Le Deep Packet Inspection s’infiltre dans l’Hadopi... par la petite porte
Lors de la soirée de présentation de la Hadopi, Éric Walter officialisera ce qu’un de nos confrères, Emmanuel Paquette, avait révélé sur son blog de l’Express : La rédaction des spécifications fonctionnelles pour la labellisation des outils de sécurisation a été confiée à Michel Riguidel, enseignant-chercheur, à Telecom Paris Tech. Celui-ci devra rendre sa copie d’ici septembre, promet-on, avec un point d’étape dès le mois de juin. Derrière se trame un enjeu d’importance pour l’avenir de l’Internet en France.

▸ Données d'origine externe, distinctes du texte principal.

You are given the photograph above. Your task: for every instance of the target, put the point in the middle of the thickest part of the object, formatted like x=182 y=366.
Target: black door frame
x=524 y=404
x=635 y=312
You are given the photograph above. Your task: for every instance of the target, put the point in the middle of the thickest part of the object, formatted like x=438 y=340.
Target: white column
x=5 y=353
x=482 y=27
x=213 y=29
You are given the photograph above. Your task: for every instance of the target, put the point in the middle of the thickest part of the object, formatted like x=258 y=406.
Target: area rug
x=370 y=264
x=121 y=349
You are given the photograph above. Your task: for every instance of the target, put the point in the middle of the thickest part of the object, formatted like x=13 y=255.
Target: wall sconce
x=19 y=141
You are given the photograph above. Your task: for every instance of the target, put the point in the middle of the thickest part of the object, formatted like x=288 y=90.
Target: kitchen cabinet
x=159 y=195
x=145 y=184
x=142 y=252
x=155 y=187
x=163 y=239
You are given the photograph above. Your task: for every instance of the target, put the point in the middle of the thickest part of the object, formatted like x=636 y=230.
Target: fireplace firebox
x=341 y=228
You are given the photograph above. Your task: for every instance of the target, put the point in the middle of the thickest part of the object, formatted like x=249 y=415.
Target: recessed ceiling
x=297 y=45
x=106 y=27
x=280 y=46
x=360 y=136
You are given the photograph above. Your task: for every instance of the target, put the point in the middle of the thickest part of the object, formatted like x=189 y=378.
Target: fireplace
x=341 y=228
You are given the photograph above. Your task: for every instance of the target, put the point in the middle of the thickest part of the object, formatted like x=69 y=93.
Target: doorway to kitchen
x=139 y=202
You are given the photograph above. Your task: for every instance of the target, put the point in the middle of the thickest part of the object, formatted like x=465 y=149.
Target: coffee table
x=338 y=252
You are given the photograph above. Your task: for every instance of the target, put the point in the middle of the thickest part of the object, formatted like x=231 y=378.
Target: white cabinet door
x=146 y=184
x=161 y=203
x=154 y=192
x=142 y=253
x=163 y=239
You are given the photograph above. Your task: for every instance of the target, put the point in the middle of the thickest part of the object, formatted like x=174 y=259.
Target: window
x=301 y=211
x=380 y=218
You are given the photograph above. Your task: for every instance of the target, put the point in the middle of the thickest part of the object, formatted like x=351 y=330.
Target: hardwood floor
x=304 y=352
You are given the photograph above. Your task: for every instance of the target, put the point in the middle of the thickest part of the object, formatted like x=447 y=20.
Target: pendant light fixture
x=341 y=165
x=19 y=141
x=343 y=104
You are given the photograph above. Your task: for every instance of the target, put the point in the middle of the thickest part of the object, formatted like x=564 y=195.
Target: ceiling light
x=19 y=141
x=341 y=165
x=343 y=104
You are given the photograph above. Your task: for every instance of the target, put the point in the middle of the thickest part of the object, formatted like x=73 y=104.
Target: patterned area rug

C’est à cet enseignant que reviendra la difficile mission d’étudier ces fameuses spécifications que devront respecter les logiciels être labélisés par l’Hadopi et donc contrer le téléchargement illicite.
Hadopi commencera sa mission pédagogique à sa manière : l’abonné sera alerté d’un défaut de sécurisation, sans qu’un moyen de sécurisation lui soit nécessairement indiqué. Mais une fois ces spécifications connues, le dispositif pourra l’aiguiller vers telle solution, sans que l’usage de cette solution le disculpe à coup sûr si son IP est flashée...(voir notre actualité)
Cette mission confiée à Michel Riguidel reste périlleuse : que fera un tel logiciel ? Filtrera-t-il tel protocole, par exemple le P2P ? Ou poussera-t-il le bouchon plus loin ? On devine sans difficulté toute l’importance qui découle de ses conclusions.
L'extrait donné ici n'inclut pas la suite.